On page 120 he calculates the symmetrie groups of the heat equation. $$ u_{t} = u_{xx} \quad \text{with} \quad u = f(x,t), $$
with the notation
$$ \frac{\partial u}{\partial x} = u_x $$
He finds the infinitesimal generators of the symmetrie groups of the differential equation and then procceds to calculate the group action of the symmetrie groups. He finds 7 vectorfields (the infinitesimal generators) which are the basis of the Lie-Algebra of a local group of transformations (which is a Lie-Group).
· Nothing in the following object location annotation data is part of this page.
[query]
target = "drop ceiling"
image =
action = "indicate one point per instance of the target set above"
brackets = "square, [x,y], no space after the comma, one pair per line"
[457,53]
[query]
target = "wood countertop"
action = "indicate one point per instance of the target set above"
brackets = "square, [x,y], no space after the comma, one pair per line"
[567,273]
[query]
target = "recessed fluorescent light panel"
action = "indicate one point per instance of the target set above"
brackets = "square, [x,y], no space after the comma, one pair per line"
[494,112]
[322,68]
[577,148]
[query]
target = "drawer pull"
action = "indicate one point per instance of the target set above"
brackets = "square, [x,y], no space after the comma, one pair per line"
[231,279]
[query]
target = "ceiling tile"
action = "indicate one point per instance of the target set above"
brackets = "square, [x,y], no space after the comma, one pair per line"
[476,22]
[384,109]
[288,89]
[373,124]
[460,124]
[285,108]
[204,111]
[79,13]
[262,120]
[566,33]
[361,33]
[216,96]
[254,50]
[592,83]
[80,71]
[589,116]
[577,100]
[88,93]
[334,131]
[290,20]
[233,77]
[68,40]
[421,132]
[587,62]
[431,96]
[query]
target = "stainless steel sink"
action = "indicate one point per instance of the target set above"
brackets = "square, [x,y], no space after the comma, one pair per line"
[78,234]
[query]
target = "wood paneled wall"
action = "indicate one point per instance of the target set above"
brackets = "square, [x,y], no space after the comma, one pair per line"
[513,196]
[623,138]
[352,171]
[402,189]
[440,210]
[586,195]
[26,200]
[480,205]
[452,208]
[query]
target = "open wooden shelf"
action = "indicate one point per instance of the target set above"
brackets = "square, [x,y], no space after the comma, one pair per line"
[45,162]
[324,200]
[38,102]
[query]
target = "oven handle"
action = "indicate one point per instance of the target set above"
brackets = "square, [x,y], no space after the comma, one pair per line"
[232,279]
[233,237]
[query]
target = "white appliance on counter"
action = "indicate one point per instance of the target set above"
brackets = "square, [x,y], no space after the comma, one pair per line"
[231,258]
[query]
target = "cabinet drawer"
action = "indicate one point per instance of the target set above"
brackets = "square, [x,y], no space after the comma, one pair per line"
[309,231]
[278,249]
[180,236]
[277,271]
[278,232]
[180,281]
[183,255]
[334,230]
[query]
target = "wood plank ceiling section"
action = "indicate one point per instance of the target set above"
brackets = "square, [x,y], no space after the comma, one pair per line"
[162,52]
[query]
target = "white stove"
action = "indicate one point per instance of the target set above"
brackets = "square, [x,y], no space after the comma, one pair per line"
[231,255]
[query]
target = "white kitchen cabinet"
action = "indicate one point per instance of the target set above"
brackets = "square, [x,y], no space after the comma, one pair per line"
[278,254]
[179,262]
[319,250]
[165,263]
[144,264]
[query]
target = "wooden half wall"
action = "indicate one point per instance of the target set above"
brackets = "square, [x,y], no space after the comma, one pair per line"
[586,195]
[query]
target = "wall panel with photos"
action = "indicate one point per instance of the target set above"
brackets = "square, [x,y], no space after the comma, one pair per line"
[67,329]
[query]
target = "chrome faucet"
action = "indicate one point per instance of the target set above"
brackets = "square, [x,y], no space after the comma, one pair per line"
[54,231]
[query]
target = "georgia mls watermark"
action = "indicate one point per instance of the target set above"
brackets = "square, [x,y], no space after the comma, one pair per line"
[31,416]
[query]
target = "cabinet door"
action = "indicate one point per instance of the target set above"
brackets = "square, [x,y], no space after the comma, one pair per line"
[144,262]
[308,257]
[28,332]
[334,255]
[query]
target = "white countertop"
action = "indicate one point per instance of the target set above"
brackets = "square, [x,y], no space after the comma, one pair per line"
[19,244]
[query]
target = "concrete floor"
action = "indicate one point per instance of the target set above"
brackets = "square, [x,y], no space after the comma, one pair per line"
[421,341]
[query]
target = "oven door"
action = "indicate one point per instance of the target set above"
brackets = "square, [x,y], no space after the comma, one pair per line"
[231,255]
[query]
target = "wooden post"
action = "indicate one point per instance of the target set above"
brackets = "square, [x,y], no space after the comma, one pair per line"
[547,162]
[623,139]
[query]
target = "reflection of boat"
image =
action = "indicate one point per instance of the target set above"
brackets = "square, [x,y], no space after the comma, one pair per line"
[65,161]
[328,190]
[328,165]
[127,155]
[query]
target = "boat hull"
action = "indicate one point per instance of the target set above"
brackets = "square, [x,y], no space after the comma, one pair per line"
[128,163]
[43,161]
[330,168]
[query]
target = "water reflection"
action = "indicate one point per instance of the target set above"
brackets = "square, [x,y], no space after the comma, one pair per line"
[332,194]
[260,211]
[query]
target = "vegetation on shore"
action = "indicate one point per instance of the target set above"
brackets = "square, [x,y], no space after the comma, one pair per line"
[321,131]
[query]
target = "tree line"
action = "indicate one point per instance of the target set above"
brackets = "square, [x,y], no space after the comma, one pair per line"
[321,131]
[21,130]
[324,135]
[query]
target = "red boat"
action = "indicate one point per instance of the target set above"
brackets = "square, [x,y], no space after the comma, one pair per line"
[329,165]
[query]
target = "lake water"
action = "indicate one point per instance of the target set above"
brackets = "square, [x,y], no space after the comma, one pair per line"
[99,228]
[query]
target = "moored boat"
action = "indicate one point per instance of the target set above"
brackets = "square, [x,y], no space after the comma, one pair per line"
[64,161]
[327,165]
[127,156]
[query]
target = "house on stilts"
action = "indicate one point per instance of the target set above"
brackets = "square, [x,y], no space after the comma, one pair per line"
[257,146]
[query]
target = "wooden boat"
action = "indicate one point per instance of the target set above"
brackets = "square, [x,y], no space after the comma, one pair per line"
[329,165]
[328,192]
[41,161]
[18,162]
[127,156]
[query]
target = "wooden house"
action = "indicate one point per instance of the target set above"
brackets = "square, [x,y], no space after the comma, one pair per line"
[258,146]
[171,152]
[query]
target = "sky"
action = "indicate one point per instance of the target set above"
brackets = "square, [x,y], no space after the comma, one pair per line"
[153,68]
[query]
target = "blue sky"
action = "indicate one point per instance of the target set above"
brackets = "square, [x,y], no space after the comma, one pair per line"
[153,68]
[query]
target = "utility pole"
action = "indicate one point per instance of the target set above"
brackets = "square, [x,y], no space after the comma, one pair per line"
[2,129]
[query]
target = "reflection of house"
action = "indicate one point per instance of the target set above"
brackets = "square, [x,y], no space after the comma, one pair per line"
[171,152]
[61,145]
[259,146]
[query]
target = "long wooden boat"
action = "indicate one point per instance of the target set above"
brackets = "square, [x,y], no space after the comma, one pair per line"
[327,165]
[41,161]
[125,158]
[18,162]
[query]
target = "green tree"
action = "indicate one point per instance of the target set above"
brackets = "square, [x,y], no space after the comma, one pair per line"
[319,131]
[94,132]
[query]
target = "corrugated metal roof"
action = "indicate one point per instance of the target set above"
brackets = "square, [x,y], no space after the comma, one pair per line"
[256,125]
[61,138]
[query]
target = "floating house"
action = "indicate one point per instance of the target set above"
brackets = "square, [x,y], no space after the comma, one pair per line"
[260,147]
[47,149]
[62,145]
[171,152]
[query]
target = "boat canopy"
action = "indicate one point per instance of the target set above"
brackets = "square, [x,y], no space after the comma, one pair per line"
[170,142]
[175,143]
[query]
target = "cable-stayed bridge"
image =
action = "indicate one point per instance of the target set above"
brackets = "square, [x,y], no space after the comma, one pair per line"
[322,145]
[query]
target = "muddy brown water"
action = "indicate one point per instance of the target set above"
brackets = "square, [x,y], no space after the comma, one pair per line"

For example he finds
$$ v_1 = \partial_x $$
and the symmetrie group is
$$ G_1: (x,t,u) \rightarrow (\tilde{x},\tilde{t},\tilde{u}) = (x + \varepsilon,t,u). $$
This caluclation is clear for me, as he just solves the differential equation
$$ \frac{dx}{d\varepsilon} = 1, $$
which, as I understand it, is finding the flow generated by the vectorfield and that the flow is equal to a one-parameter group of transformations.
But then he proceeds to calculate the symmetrie groups of the vector fields
$$ v_2 = 2t\partial_x -xu\partial_u\\ v_3 = 4tx\partial_x +4t^2\partial_t - (x^2+2t)u\partial_u$$
which are given by
$$ G_2: \Bigl(x + 2t\varepsilon,t,u \cdot exp(-\varepsilon x - \varepsilon^2 t)\Bigr),\\ G_3: \Bigl(\frac{x}{1-\varepsilon t},\frac{t}{1-\varepsilon t}, u \cdot \sqrt{1-4\varepsilon t} \cdot exp\{\frac{-\varepsilon x^2}{1-4\varepsilon t}\} \Bigr). $$
I dont seem to understand how he calculated these group actions, especially the action on u.
Any help would be appreciated. Thank you!